Walking away from Rancher

I like to keep my home lab running for both hosting sites (like this one) and experimenting on different tools and techniques. It is pretty nice to be able to spin up some containers in a cluster without fear of disturbing other’s work. And, since I do not hold myself to any SLA commitments, it is typically stress-free.

When I started my Kubernetes learning, having the Rancher UI at my side made it a little easier to see what was going on in the cluster. Sure, I could use kubectl for that, but having a user interface just made things a little nicer while I learned the tricks of kubectl.

The past few upgrades, though, have not gone smoothly. I believe they changed the way they are handling their CRDs, and that has been messing with some of my Argo management of Rancher. But, as I went about researching a fix, I started to think…

Do I really need Rancher?

I came to realize that, well, I do not use Rancher’s UI nearly as often as I had. I rely quite heavily on the Rancher Kubernetes Engine (RKE) command line tool to manage my clusters, but, I do not really use any of the features that Rancher provides. Which features?

Ranchers RBAC is pretty useless for me considering that I am the only one connecting to the clusters, and I use direct connections (not through Rancher’s APIs).
Sure, I have single sign-on configured using Azure AD. But I do not think I have logged in to the UI in the last 6 months.
With my Argo CD setup, I manage resources by storing the definitions in a Git repository. That means I do not use Rancher for the add-on applications for observability and logging.

This last upgrade cycle took the cake. I did my normal steps: upgrade the Rancher Helm version, commit, and let Argo do its thing. That’s when things blew up.

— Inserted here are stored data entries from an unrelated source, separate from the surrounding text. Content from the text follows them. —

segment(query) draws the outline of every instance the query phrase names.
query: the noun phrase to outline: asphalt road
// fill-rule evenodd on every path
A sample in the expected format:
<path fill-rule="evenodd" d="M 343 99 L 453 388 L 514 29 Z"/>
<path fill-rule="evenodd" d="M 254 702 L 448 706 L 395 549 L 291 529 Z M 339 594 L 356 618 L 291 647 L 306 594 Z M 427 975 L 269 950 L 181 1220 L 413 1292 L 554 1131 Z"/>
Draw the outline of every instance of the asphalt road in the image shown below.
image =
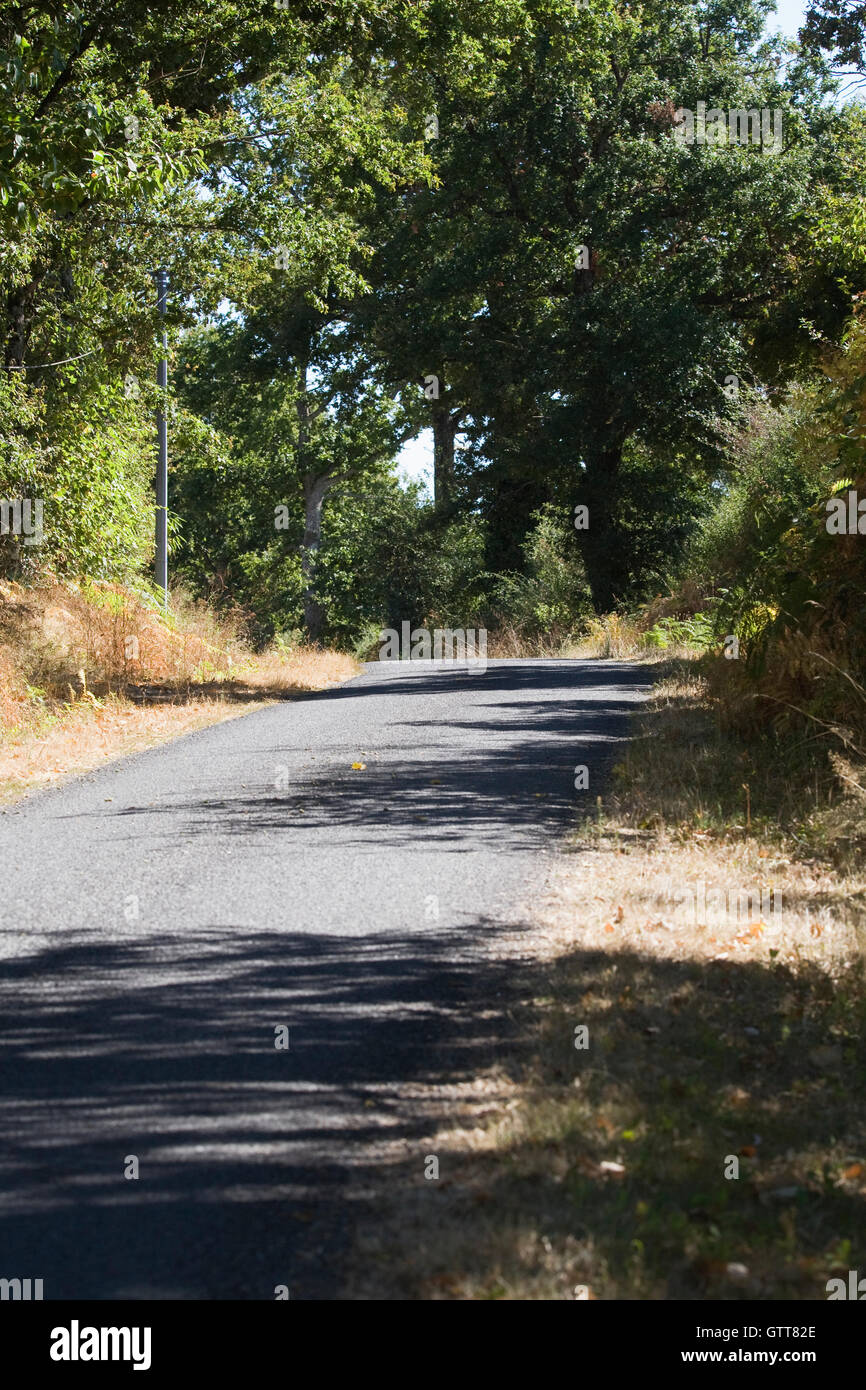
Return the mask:
<path fill-rule="evenodd" d="M 0 1277 L 338 1297 L 383 1126 L 501 1045 L 497 933 L 647 685 L 372 665 L 0 816 Z"/>

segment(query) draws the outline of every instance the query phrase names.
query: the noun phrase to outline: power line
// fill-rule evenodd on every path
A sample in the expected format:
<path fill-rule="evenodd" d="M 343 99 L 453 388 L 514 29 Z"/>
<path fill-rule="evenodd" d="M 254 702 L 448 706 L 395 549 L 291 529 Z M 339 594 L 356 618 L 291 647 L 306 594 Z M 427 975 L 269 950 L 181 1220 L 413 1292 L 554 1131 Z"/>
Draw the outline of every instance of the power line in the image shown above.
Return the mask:
<path fill-rule="evenodd" d="M 5 372 L 41 372 L 43 367 L 65 367 L 67 362 L 80 362 L 83 357 L 92 357 L 96 352 L 105 352 L 106 348 L 113 347 L 115 343 L 122 343 L 126 335 L 119 338 L 109 338 L 107 343 L 100 343 L 99 347 L 88 348 L 87 352 L 79 352 L 75 357 L 60 357 L 56 362 L 22 362 L 7 365 L 5 362 L 0 364 Z"/>
<path fill-rule="evenodd" d="M 80 362 L 82 357 L 92 357 L 95 352 L 104 351 L 105 344 L 103 343 L 101 347 L 90 348 L 88 352 L 79 352 L 77 357 L 61 357 L 57 362 L 29 362 L 26 365 L 21 363 L 17 366 L 7 366 L 4 363 L 3 370 L 6 372 L 41 372 L 43 367 L 65 367 L 67 362 Z"/>

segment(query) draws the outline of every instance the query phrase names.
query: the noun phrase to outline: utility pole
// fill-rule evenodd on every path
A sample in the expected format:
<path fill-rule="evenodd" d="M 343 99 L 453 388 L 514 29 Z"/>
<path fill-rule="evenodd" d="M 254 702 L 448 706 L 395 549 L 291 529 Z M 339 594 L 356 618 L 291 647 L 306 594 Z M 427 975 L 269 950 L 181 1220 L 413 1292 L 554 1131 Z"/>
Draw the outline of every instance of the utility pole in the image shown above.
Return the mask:
<path fill-rule="evenodd" d="M 168 271 L 156 272 L 156 307 L 161 319 L 165 319 L 165 305 L 168 296 Z M 156 384 L 159 387 L 159 404 L 156 409 L 156 438 L 158 457 L 156 462 L 156 560 L 155 574 L 157 588 L 162 589 L 163 607 L 168 608 L 168 334 L 163 325 L 162 358 L 156 369 Z"/>

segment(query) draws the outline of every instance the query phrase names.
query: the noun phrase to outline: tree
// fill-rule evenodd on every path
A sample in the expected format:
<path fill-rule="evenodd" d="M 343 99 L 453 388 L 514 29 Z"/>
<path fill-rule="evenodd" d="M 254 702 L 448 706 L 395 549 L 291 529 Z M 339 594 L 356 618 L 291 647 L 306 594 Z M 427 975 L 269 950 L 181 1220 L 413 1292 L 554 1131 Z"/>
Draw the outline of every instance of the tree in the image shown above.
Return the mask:
<path fill-rule="evenodd" d="M 834 65 L 866 76 L 866 4 L 862 0 L 813 0 L 800 39 L 829 54 Z"/>
<path fill-rule="evenodd" d="M 368 50 L 393 42 L 383 27 L 393 9 L 121 0 L 108 11 L 19 7 L 0 20 L 9 58 L 0 65 L 0 334 L 6 369 L 21 380 L 22 418 L 36 410 L 25 397 L 38 394 L 34 459 L 62 450 L 83 480 L 105 450 L 82 449 L 63 421 L 92 404 L 88 429 L 108 443 L 121 396 L 120 413 L 136 421 L 137 466 L 147 458 L 156 266 L 169 274 L 172 331 L 214 313 L 227 294 L 254 298 L 279 248 L 313 300 L 323 286 L 352 283 L 351 262 L 363 258 L 353 184 L 393 180 L 407 161 L 417 168 L 394 133 L 400 113 L 359 76 Z M 291 193 L 269 200 L 276 163 Z M 191 437 L 194 426 L 185 428 Z M 16 454 L 17 472 L 11 455 L 0 461 L 4 492 L 35 476 Z M 50 492 L 50 476 L 39 476 Z M 103 520 L 88 518 L 97 543 Z M 139 563 L 145 556 L 139 549 Z"/>
<path fill-rule="evenodd" d="M 245 553 L 296 554 L 303 622 L 317 641 L 329 624 L 319 568 L 325 500 L 339 489 L 351 505 L 353 490 L 383 479 L 411 426 L 347 351 L 339 323 L 301 296 L 291 314 L 282 292 L 275 298 L 276 322 L 260 309 L 182 345 L 183 397 L 223 449 L 210 461 L 196 448 L 179 458 L 180 559 L 207 557 L 211 573 L 237 587 Z M 235 498 L 227 524 L 226 484 Z"/>
<path fill-rule="evenodd" d="M 766 5 L 507 8 L 507 39 L 473 39 L 471 80 L 431 61 L 435 178 L 391 200 L 374 341 L 395 378 L 447 362 L 480 465 L 467 498 L 494 469 L 525 526 L 570 468 L 605 609 L 631 573 L 628 441 L 711 473 L 730 379 L 781 383 L 814 351 L 806 325 L 838 332 L 851 266 L 815 263 L 810 209 L 851 170 L 820 65 L 786 76 L 760 40 Z M 465 12 L 446 14 L 459 50 Z M 699 100 L 781 111 L 784 148 L 682 143 L 677 111 Z"/>

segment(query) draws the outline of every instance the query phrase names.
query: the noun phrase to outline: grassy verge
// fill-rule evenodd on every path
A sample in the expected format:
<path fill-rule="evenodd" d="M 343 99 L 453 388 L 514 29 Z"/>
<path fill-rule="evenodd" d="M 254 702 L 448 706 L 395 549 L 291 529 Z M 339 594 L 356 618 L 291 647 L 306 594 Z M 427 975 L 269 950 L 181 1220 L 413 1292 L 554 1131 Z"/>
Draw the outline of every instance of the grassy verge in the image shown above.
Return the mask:
<path fill-rule="evenodd" d="M 684 662 L 638 717 L 349 1296 L 824 1299 L 866 1267 L 862 805 L 717 714 Z"/>
<path fill-rule="evenodd" d="M 350 679 L 340 652 L 253 651 L 237 616 L 118 585 L 0 583 L 0 804 L 107 759 Z"/>

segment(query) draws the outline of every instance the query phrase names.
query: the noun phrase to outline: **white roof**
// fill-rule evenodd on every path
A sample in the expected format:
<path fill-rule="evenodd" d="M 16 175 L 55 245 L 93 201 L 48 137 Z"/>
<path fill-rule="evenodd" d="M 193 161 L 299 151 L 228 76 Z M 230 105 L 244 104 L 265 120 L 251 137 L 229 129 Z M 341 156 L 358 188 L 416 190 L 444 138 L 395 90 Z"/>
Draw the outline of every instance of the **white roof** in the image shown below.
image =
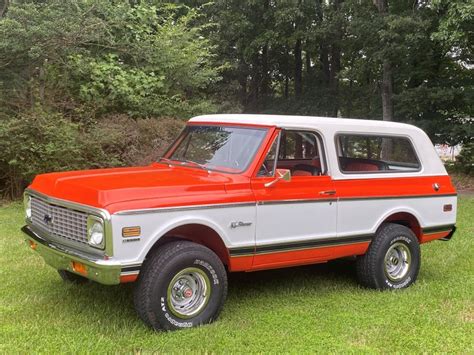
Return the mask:
<path fill-rule="evenodd" d="M 219 114 L 202 115 L 193 117 L 189 122 L 212 122 L 212 123 L 242 123 L 257 124 L 277 127 L 380 127 L 392 129 L 413 129 L 417 127 L 398 122 L 388 122 L 381 120 L 361 120 L 354 118 L 334 118 L 334 117 L 316 117 L 316 116 L 285 116 L 285 115 L 260 115 L 260 114 Z"/>

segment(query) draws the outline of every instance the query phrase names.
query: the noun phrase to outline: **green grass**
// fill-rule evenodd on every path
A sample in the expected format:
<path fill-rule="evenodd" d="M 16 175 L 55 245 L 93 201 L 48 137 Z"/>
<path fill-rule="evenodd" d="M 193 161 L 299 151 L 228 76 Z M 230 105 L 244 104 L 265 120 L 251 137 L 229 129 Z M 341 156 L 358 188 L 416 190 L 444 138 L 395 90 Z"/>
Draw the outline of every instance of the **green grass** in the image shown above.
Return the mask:
<path fill-rule="evenodd" d="M 214 324 L 155 333 L 132 286 L 70 285 L 23 242 L 20 204 L 0 208 L 0 352 L 474 352 L 474 198 L 458 233 L 422 246 L 418 282 L 359 287 L 350 262 L 233 274 Z"/>

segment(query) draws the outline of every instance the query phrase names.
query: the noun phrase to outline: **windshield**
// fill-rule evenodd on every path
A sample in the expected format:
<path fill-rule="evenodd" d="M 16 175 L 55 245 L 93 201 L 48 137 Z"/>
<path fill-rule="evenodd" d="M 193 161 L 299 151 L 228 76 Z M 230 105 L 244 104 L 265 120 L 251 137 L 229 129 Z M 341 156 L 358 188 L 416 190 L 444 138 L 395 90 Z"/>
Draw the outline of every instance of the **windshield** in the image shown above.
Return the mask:
<path fill-rule="evenodd" d="M 209 170 L 243 172 L 266 133 L 265 128 L 187 126 L 165 160 Z"/>

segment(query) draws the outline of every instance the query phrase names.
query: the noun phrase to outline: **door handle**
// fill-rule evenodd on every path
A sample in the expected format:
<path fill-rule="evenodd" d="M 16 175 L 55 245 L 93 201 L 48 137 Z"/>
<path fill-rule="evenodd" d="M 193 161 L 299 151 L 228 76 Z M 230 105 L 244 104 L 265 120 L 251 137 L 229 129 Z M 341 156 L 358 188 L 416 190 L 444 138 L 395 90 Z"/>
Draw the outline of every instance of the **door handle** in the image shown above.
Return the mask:
<path fill-rule="evenodd" d="M 336 190 L 320 191 L 321 196 L 332 196 L 336 194 Z"/>

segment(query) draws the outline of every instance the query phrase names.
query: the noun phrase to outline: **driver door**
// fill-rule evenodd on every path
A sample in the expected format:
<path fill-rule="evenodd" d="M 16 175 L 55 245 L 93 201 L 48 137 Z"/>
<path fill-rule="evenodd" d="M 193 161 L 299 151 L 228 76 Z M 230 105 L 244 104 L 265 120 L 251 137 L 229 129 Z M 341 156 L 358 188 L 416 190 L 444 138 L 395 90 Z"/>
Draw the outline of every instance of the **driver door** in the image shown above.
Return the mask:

First, the new rancher images are so big they cause an image pull error due to timeouts. So, after manually pulling the images to the nodes, the containers started up. The logs showed them working on the CRDs. The node would get through to the “m’s” of the CRD list before timing out and cycling.

This wreaked havoc on ALL my clusters. I do not know if it was the constant thrashing to the disc or the server CPU, but things just started getting timing out. Once I realized Rancher was thrashing, and, well, I did not feel like fixing it, I started the process of deleting it.

Removing Rancher

After uninstalling the Rancher Helm chart, I ran the Rancher cleanup job that they provide. Even though I am using the Bitnami kube-prometheus chart to install Prometheus on each cluster, the cleanup job deleted all of my ServiceMonitor instances in each cluster. I had to go into Argo and re-sync the applications that were not set to auto-sync in order to recreate the ServiceMonitor instances.

Benchmarking Before and After

With Mimir in place, I had collected metrics from those clusters in a single place from both before and after the change. That made creating a few Grafana dashboard panels a lot easier.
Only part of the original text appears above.